Fx/Axz= Sxy = mu dVx/dy.

Fx = force between adjaycent fluid layers in the x direction.
Axz = area between the fluid layers
Sxy = stress in the direction of the force (x) where y is the direction of the normal to the area.
mu = viscosity
dVx/dy = Velocity gradient in the y direction.

This is the standard way texts define viscosity (unless I've messed it up!).

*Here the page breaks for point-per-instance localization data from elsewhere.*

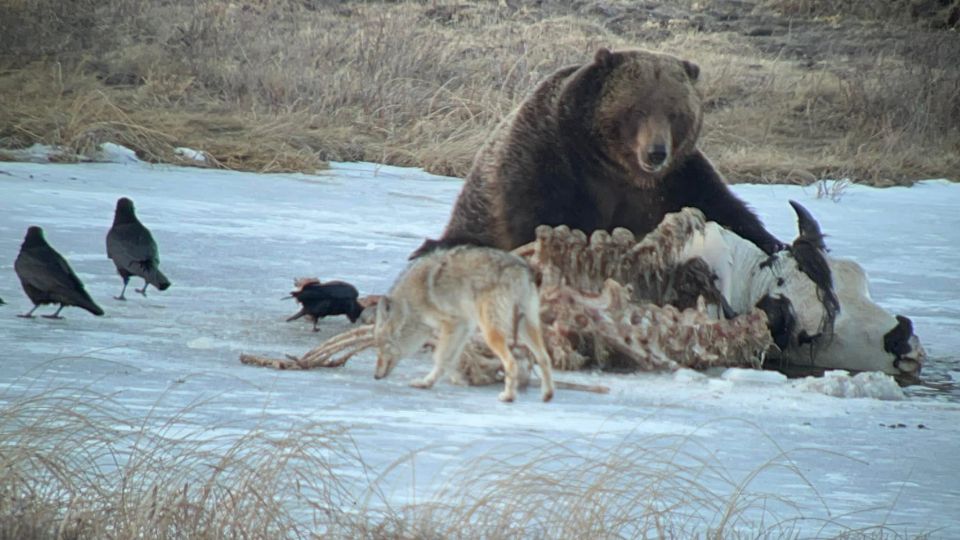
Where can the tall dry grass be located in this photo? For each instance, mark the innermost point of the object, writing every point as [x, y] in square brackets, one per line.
[75, 464]
[274, 85]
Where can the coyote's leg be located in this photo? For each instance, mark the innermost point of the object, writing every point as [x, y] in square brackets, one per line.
[534, 341]
[453, 338]
[496, 339]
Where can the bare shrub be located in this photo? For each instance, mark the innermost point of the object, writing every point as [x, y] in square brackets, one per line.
[77, 464]
[282, 85]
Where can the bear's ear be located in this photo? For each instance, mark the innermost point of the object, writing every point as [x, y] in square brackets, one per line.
[693, 70]
[603, 57]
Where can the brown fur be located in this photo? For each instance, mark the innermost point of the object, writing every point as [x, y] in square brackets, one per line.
[582, 150]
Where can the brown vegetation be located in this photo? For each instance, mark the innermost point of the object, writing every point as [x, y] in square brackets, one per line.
[76, 465]
[796, 89]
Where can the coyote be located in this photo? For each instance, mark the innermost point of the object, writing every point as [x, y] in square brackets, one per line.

Next this idea is generalized to multiple dimensions and the stress tensor is defined. This is where I need help. It is argued that for non rotating fluids that the stress tensor must be symmetric. In particular Sxy = Syx. I see this in one sense. Usually this idea is arrived at by noting that a small element would develop an infinite torque or moment if it was not symmetric....okay good. BUT:

Finally my problem: In the simple example, how does a force in the Y direction develop. How does a normal force to the direction of fluid flow, Fy, exist. By definition of a fluid, if Fy exists, the fluid must shear....Any help or reference would be most appreciated.

2. Oct 1, 2006

### Clausius2

That is not the definition of viscosity. And if it is, it is a naive one. Viscosity comes from the molecular level analysis in liquids, and from rotational and vibrational non equilibrium in gases.

The stress tensor is symmetric always, despites it is rotating or not. The symmetry of the stress tensor lies on the fact that each fluid particle is in rotational dynamic equilibrium .

I don't see your point. In your problem Fy=0, because there is no vertical velocity. You don't have any normal stress normal to the xz plane.